Northmead's public transport needs are only catered by buses, namely those of the CDC NSW. This results in highly operational bus services in the Hills District - an area that is one of the fastest growing in Australia.

The major roads are Windsor Road and the Cumberland Highway.

==Transport history==

Northmead once featured a train line known as the Rogans Hill railway line.
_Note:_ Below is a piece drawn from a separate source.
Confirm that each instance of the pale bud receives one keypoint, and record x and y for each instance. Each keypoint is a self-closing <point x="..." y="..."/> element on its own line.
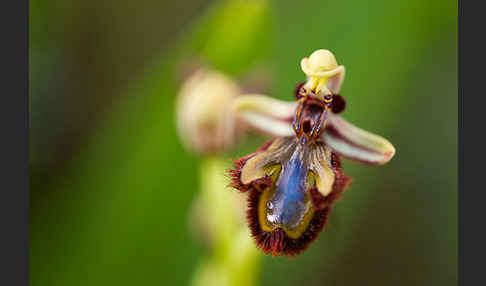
<point x="204" y="117"/>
Long underperforming due to an increasing preference for faster and more modern motor buses, it was decided in 1929 under conservative (United Australia Party) Premier Bertram Stevens that the line should be decommissioned, which eventually took place on 31 January 1932.

Currently, there is no train line that services Northmead with the closest being the Main Western railway line that runs through Westmead and Parramatta.

==Population==
According to the conducted by the Australian Bureau of Statistics, Northmead had a population of 11,261. This was a significant increase from the 2006 census, which showed a population of 6,969. This increase went hand in hand with an increase in apartments in the suburb from 9.9% to 31.5% over the period.

61.5% of people were born in Australia. The most common countries of birth were India 5.2%, China 3.1%, Iran 2.2%, South Korea 1.8% and Philippines 1.8%. 62.8% of people only spoke English at home. Other languages spoken at home included Mandarin 3.6%, Arabic 3.0%, Korean 2.5%, Persian (excluding Dari) 2.4% and Cantonese 2.3%. The religious affiliation responses were Catholic (26.9%), No Religion 25.8% and Anglican (10.4%).

==Notable residents==
- Richie Benaud (1930–2015), cricketer and commentator.
- Allan Cunningham (1791–1839), explorer and botanist.
- Harry Hopman (1906–1985), tennis player.
- Joshua Katz (born 1997), Olympic judoka.
- David Lennox (1788–1873), colonial bridge builder.
- John Lewin (1770–1819), first professional artist in New South Wales.
- Rev. Samuel Marsden (1765–1838), known as the "flogging parson".
- Dowell Philip O'Reilly (1865–1923), poet and politician.
- Greg Page (born 1972), musician and Wiggles member.